I've got a yummy in my tummy. A bun in the oven. Except … it's a tortilla.
That's right: I've got a food baby. It's a burrito.
It feels so right to finally let the foil-wrapped secret out of the bag.
Before you ask, I’ll let you guys know it happened in the usual way. ;) (Ugh, sorry, TMI!) I mean, when I’m hungry, there’s no way I’m not getting the sour cream and the cheese and all of the salsas. Oh, corn too. A little more corn. That’s it.
You know what they say about food babies: “Guacamole is extra, is that OK?” And look how that extra paid off.
At this point, you're probably wondering where to send gifts to mark this special occasion, especially as I've been so generous with my artisanal Lazy Susans and handsewn Swedish children's toys from your collective registries in the past.

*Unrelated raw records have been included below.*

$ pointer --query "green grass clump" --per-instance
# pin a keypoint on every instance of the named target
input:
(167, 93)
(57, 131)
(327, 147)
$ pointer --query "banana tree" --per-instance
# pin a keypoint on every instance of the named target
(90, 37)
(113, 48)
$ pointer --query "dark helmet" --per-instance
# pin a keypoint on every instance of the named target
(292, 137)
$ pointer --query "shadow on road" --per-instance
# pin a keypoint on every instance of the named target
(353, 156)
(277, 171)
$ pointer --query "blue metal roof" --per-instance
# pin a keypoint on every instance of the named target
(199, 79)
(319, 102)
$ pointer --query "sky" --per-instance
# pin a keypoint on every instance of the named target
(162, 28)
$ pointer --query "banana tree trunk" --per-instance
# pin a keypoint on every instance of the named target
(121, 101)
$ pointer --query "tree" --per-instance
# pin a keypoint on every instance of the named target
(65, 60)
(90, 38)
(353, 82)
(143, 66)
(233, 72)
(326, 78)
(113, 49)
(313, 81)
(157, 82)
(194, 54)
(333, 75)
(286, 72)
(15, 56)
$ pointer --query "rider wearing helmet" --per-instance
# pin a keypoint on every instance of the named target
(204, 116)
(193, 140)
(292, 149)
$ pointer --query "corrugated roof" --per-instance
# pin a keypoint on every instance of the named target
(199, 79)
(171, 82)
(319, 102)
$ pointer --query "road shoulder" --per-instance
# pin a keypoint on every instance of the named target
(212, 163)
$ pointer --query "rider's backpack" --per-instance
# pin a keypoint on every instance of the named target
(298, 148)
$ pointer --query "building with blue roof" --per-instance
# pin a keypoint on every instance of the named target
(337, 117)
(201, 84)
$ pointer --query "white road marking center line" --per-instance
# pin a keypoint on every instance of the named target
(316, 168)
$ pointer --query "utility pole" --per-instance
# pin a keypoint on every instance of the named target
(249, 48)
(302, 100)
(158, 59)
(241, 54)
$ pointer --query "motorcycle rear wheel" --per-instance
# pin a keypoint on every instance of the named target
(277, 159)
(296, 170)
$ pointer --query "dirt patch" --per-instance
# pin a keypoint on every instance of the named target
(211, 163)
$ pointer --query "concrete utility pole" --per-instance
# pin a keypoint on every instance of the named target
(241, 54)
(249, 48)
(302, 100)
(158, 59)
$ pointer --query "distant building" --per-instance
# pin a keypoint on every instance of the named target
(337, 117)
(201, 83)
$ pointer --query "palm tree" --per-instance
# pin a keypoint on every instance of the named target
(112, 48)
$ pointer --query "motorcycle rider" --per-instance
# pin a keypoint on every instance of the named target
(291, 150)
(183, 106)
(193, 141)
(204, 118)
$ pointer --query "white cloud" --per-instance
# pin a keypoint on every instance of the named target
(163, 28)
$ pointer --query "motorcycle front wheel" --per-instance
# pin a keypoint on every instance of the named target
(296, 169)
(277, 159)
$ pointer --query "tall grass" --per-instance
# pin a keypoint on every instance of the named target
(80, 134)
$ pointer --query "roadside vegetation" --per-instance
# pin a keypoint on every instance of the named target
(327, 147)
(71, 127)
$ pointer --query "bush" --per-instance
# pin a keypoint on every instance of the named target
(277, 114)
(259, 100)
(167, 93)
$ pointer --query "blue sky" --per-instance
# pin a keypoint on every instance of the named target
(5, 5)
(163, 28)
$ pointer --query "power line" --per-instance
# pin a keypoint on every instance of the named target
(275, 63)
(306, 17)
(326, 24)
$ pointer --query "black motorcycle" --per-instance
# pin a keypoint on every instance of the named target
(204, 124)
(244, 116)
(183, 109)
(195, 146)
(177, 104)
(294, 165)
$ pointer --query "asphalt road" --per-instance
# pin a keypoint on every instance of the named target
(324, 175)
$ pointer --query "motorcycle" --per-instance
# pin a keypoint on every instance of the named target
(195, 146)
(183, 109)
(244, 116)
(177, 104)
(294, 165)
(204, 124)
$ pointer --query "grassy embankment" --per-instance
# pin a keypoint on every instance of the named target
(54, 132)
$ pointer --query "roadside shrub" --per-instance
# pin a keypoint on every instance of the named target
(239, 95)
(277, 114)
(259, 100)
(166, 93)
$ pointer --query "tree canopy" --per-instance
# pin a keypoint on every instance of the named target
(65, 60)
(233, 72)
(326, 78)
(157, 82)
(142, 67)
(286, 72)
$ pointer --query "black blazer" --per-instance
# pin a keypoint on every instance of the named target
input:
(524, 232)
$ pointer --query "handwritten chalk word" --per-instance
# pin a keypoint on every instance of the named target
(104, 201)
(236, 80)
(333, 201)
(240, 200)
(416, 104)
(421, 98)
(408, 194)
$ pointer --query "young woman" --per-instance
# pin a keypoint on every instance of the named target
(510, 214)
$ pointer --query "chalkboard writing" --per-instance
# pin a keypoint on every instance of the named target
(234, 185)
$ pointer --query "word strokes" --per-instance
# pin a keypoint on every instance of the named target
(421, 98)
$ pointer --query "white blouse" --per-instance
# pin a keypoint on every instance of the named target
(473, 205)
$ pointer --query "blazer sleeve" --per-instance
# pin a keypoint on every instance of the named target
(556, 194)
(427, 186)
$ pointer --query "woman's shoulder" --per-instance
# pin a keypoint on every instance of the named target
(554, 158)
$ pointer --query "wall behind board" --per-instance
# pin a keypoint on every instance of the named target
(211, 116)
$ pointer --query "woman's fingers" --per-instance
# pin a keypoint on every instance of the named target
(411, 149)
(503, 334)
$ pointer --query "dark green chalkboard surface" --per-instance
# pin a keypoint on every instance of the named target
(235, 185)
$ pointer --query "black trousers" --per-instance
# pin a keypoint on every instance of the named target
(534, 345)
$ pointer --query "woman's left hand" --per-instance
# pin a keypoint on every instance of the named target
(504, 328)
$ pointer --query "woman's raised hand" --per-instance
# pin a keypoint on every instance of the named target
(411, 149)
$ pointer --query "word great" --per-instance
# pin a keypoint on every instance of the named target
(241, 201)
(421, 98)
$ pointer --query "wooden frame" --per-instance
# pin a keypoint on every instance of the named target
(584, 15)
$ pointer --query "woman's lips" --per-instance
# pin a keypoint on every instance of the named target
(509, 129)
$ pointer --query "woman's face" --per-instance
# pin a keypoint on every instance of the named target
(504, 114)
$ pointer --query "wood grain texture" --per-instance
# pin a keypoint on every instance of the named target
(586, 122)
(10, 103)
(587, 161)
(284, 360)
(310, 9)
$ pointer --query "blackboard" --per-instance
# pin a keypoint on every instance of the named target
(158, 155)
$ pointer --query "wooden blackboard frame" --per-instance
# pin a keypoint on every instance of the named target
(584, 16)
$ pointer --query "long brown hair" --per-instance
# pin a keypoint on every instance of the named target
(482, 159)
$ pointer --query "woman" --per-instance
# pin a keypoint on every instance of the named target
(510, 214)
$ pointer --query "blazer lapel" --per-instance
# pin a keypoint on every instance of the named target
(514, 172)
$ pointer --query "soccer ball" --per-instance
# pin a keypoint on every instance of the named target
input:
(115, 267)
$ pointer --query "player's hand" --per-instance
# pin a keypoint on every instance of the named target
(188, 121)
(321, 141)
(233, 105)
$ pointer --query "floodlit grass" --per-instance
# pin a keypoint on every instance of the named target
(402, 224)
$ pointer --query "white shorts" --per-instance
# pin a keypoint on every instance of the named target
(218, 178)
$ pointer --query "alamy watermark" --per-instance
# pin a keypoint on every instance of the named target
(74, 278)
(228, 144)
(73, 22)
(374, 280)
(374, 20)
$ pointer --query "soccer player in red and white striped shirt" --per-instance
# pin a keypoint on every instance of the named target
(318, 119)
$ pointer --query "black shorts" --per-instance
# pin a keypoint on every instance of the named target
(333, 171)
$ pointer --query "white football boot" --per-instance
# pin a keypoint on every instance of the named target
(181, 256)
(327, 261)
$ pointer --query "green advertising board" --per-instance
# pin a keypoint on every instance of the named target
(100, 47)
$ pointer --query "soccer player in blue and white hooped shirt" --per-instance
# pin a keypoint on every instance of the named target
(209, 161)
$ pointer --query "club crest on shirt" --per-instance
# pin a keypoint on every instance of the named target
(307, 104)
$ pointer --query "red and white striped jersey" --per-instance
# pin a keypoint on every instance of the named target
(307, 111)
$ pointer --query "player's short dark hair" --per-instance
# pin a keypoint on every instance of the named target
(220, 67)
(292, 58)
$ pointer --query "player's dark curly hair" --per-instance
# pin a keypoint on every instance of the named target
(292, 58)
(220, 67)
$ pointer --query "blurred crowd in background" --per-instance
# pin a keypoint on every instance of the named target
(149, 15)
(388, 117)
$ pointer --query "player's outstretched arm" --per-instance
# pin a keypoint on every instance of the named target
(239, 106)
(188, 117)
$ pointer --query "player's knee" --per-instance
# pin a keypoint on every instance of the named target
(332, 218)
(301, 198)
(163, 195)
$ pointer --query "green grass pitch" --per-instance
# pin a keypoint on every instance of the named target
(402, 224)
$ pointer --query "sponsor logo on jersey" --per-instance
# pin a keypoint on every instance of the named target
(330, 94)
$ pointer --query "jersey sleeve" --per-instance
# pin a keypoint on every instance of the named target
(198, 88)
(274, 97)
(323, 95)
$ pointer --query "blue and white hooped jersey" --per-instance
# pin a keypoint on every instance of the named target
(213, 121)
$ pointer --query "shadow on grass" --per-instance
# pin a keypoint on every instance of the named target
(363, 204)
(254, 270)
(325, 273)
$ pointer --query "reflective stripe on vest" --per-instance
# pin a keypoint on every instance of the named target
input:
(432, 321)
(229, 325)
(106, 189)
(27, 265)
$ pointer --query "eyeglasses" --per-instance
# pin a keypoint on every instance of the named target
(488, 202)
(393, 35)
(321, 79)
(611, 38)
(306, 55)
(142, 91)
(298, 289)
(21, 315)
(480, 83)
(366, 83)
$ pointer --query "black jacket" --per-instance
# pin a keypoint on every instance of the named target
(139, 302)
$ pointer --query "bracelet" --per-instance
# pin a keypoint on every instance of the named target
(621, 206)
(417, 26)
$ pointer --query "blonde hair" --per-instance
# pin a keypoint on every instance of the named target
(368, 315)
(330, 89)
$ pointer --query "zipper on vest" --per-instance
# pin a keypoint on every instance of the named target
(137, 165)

In my condition (with burrito, as I like to say), I can only accept more Chipotle gift cards -- maybe some high-waisted pants, too, to maximize my subway seat-getting abilities. Just know that the existence of my next food baby rests in your hands. But nooo pressure, I mean it!
The food baby and I will not be taking visitors as we adjust to our life together, finally sitting down to watch the entirety of “Friends” this weekend and probably ordering in some takeout. I’m eating for two now!